Salah satu diantara beberapa pembelajaran yang dapat menjembatani permasalahan tersebut adalah pembelajaran kooperatif tipe investigasi kelompok.
Secara substansial, hal yang ditawarkan dalam metode ini adalah suatu bentuk proses belajar mengajar dengan melibatkan siswa sejak awal pembelajaran dengan
pemberian masalah, menjawab permasalahan melalui investigasi, memaparkan hasil investigasi dan penilaian pada akhir pembelajaran. Dalam pembelajaran
kooperatif investigasi kelompok dimungkinkan siswa untuk terlibat secara aktif dalam proses pembelajaran dan penilaian, sehingga memberi dampak positif
terhadap berbagai interaksi dan komunikasi timbal balik antara guru dengan siswa, siswa dengan sesamanya dan lingkungan belajarnya. Menurut
Brotosiswoyo 2001 kemampuan berpikir yang bersifat generik dapat ditumbuhkan melalui belajar fisika yang lebih aktif. Pembelajaran kooperatif
investigasi kelompok memberikan kesempatan kepada siswa untuk aktif mengkonstruksi pengetahuannya sendiri, menyampaikan ide-ide kreatif yang
didapatnya dari hasil pengamatan dan diskusi, sehingga siswa dapat memahami konsep yang diajarkan. Dengan demikian keterampilan generik sains siswa lebih
meningkat. Berdasarkan hasil penelitian ditemukan bahwa pembelajaran kooperatif
dapat meningkatkan berpikir sains dan pemahaman konsep hukum gas Sopiah dan Adilah, 2008. Pembelajaran kooperatif investigasi kelompok memberikan
pengaruh signifikan terhadap prestasi akademik dan pemahaman konsep
termokimia dari pada pembelajaran kooperatif jigsaw Kemal dkk., 2009. Model perubahan konseptual bersetting investigasi kelompok meningkatkan pemahaman
konsep dan pemecahan masalah dari pada model perubahan konseptual bersetting STAD ataupun model linear bersetting investigasi kelompok dan bersetting STAD
Santyasa, 2008. Berdasarkan hasil penelitian tersebut peneliti ingin ikut ambil bagian dengan menyelidiki penerapan pembelajaran kooperatif investigasi
kelompok dengan menambahkan sistem penilaian pada tahap akhir pembelajaran yaitu penilaian diri untuk meningkatkan keterampilan generik sains dan
pemahaman konsep pada materi kalor.
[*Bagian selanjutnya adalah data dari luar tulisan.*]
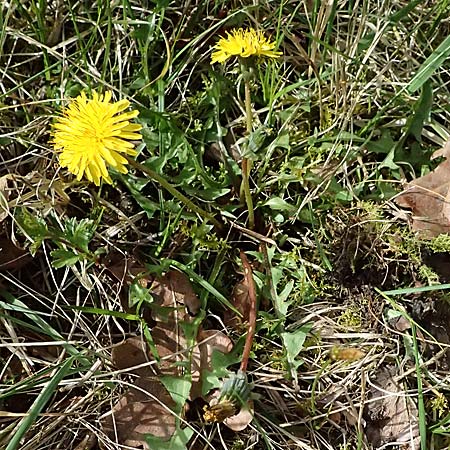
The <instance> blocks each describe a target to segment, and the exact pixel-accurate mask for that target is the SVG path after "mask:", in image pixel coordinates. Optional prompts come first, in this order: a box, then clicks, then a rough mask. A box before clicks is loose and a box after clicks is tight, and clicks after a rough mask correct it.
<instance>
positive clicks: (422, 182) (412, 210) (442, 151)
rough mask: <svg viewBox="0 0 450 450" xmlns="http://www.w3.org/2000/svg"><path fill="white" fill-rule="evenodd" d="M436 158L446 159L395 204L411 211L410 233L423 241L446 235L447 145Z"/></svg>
mask: <svg viewBox="0 0 450 450" xmlns="http://www.w3.org/2000/svg"><path fill="white" fill-rule="evenodd" d="M438 156H444V157H446V158H447V159H445V161H443V162H442V163H441V164H439V166H437V167H436V169H434V170H433V171H432V172H430V173H428V174H427V175H424V176H423V177H420V178H417V179H416V180H414V181H412V182H411V183H409V184H408V185H407V187H406V189H405V190H404V192H402V193H401V194H400V195H399V196H398V197H397V198H396V200H395V201H396V203H397V204H398V205H399V206H402V207H405V208H410V209H411V211H412V214H413V217H412V228H413V230H416V231H419V232H420V233H421V234H422V235H423V236H424V237H427V238H432V237H435V236H438V235H439V234H442V233H450V189H449V188H450V159H449V156H450V141H449V142H447V143H446V144H445V146H444V147H443V148H442V149H441V150H438V151H437V152H435V153H434V155H433V157H434V158H436V157H438Z"/></svg>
Kalor merupakan salah satu materi fisika yang harus dikuasai oleh siswa
dalam pembelajaran di kelas X SMA. Materi ini dirasakan sangat akrab dengan kehidupan sehari-hari. Dengan demikian penting untuk dapat memahami konsep
kalor dan penerapannya. Namun pada kenyataannya siswa masih kesulitan dalam memahami konsep kalor dan mengaplikasikannya dalam kehidupan sehari-hari
dan masih terjadi kesalahan konsep sebagaimana pada penelitian Gusrial 2009 pada kelas yang menggunakan pembelajaran konvensional menunjukkan bahwa
pemahaman konsep kalor pada pada tiga aspek pemahaman konsep yaitu translasi, interpretasi dan ekstrapolasi masing-masing 38, 8 dan 36 yang memahami
konsep. Hal ini disebabkan karena model pembelajaran yang dipergunakan dalam proses pembelajaran kalor masih menekankan pada penyampaian informasi oleh
guru, siswa hanya diajarkan menghafal konsep, prinsip, hukum, berhitung, dan lain-lain.